Una volta che l’Iran avrà le armi nucleari, in quale modo le utilizzerà? Per lanciarle sui Paesi circostanti? Entro due ore l’intero territorio iraniano sarebbe incenerito. Gli iraniani sono tutt’altro che irragionevoli, anzi sono buoni mercanti e individui molto calcolatori. E’ logico quindi aspettarsi che saranno estremamente cauti soprattutto nell’impiego dell’arma nucleare, che serve loro soltanto per evitare di subire un attacco militare via terra. Dal momento che nessuno ha intenzione di andare ad attaccare un territorio montuoso, abitato da 70-80 milioni di persone molto patriottiche, l’ipotesi di una guerra praticamente non esiste.

Le tensioni nella regione però non mancano, basta pensare alla Siria …


Infatti quello che avverrà è un attacco contro la Siria, che è l’alleato principale dell’Iran e il canale di comunicazione tra Teheran e l’Hezbollah libanese. Una volta che sarà stato cacciato Assad, Damasco non sarà più alleato dell’Iran. La Siria potrà quindi influire in modo notevole sui sunniti irakeni, impedendo così all’Iran di monopolizzare un’influenza sull’Iraq.

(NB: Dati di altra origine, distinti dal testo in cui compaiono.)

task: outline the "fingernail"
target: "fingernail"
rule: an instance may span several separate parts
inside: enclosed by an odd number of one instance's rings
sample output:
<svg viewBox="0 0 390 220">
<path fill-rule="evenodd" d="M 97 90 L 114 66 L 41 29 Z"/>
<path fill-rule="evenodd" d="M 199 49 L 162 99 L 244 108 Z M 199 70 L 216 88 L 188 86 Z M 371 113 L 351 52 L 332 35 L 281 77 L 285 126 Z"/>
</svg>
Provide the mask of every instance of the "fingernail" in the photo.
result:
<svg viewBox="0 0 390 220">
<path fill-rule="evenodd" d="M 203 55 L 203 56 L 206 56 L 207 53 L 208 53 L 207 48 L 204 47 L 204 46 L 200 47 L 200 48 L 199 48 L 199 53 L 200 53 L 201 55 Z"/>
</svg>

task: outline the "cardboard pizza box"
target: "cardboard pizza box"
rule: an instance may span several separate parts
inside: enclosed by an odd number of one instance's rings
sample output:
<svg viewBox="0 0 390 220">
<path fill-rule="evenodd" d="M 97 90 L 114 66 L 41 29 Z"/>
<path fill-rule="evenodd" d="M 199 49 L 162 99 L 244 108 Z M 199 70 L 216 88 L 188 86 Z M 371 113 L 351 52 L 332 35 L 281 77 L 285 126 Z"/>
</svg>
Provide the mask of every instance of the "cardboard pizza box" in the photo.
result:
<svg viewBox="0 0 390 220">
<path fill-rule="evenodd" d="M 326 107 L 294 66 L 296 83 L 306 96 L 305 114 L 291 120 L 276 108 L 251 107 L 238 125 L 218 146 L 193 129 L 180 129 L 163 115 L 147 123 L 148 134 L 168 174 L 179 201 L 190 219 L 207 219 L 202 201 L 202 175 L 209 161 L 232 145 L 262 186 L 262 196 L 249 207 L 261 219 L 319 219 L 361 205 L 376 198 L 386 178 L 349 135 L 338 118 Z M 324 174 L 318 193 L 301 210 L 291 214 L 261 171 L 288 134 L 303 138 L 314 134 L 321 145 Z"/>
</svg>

Da chi sarà attaccata la Siria?


Chi deve decidere di fare il primo passo è la Turchia, quindi gli Stati Uniti le andranno sicuramente dietro. E’ sufficiente lanciare un bombardamento con l’aviazione, e poi l’Esercito siriano libero, che conta ormai su un effettivo di 15mila uomini, farà il resto. La mossa della Lega araba, che ha mandato gli osservatori in Siria, è finalizzata proprio a evitare sia la guerra civile sia un intervento esterno. Ma quest’ultimo diventerà presto inevitabile.

La Turchia, che è stata a lungo amica di Assad, perché si accorge solo ora che il suo regime non era democratico?